Banki i instytucje finansowe stoją w tej chwili przed wyzwaniem znalezienia równowagi między zadowalaniem rosnącego popytu na gotówkę a kontynuacją długoterminowej strategii cyfryzacji usług bankowych. Z jednej strony, muszą zapewnić klientom dostęp do gotówki w ilości odpowiadającej ich potrzebom, z drugiej – nie mogą całkowicie porzucić dążenia do zwiększania udziału transakcji bezgotówkowych, które są bardziej efektywne kosztowo i łatwiejsze do monitorowania.
W odpowiedzi na te wyzwania, wiele instytucji finansowych intensyfikuje komunikację z klientami, podkreślając bezpieczeństwo systemów bankowych i zachęcając do racjonalnego podejścia do wypłat gotówkowych. Banki inwestują również w wzmocnienie zabezpieczeń cybernetycznych oraz w systemy awaryjne, które umożliwiłyby kontynuowanie działalności choćby w przypadku poważnych zakłóceń.
Równolegle, instytucje odpowiedzialne za stabilność systemu finansowego, takie jak Narodowy Bank Polski czy Komisja Nadzoru Finansowego, monitorują sytuację i są gotowe do interwencji w przypadku nasilenia się zjawiska masowych wypłat. Doświadczenia z przeszłości pokazują, iż odpowiednio szybka i zdecydowana reakcja władz monetarnych może skutecznie łagodzić obawy klientów i zapobiegać panice bankowej.
W dłuższej perspektywie, obecna sytuacja może przyczynić się do zrewidowania podejścia do roli gotówki w nowoczesnym systemie finansowym. Zamiast całkowitego wyeliminowania fizycznego pieniądza, bardziej prawdopodobne staje się utrzymanie gotówki jako komplementarnego elementu systemu płatniczego, zapewniającego bezpieczeństwo i ciągłość transakcji choćby w warunkach kryzysowych.

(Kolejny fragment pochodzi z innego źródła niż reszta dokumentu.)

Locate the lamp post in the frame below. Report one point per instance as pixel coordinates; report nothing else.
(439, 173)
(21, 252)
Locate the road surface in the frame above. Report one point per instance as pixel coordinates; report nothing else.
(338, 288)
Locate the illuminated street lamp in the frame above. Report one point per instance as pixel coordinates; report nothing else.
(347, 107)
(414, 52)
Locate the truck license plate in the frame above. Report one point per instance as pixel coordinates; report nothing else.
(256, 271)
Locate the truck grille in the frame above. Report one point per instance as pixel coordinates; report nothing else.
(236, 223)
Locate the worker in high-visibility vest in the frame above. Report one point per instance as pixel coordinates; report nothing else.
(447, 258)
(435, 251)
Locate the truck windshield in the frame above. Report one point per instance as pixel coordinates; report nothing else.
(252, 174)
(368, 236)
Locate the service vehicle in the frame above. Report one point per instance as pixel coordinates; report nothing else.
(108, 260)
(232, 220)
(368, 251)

Ostatecznie, najrozsądniejszym podejściem dla przeciętnego obywatela jest zachowanie zdrowego rozsądku i unikanie podejmowania decyzji pod wpływem strachu czy paniki. Utrzymywanie rozsądnego zapasu gotówki na wypadek sytuacji kryzysowych jest uzasadnione, ale masowe wypłacanie wszystkich oszczędności i przechowywanie ich w domu może przynieść więcej szkody niż pożytku. Lepszym rozwiązaniem jest dywersyfikacja form przechowywania kapitału, łącząca zalety różnych instrumentów finansowych i zapewniająca optymalne bezpieczeństwo w zmiennych warunkach gospodarczych.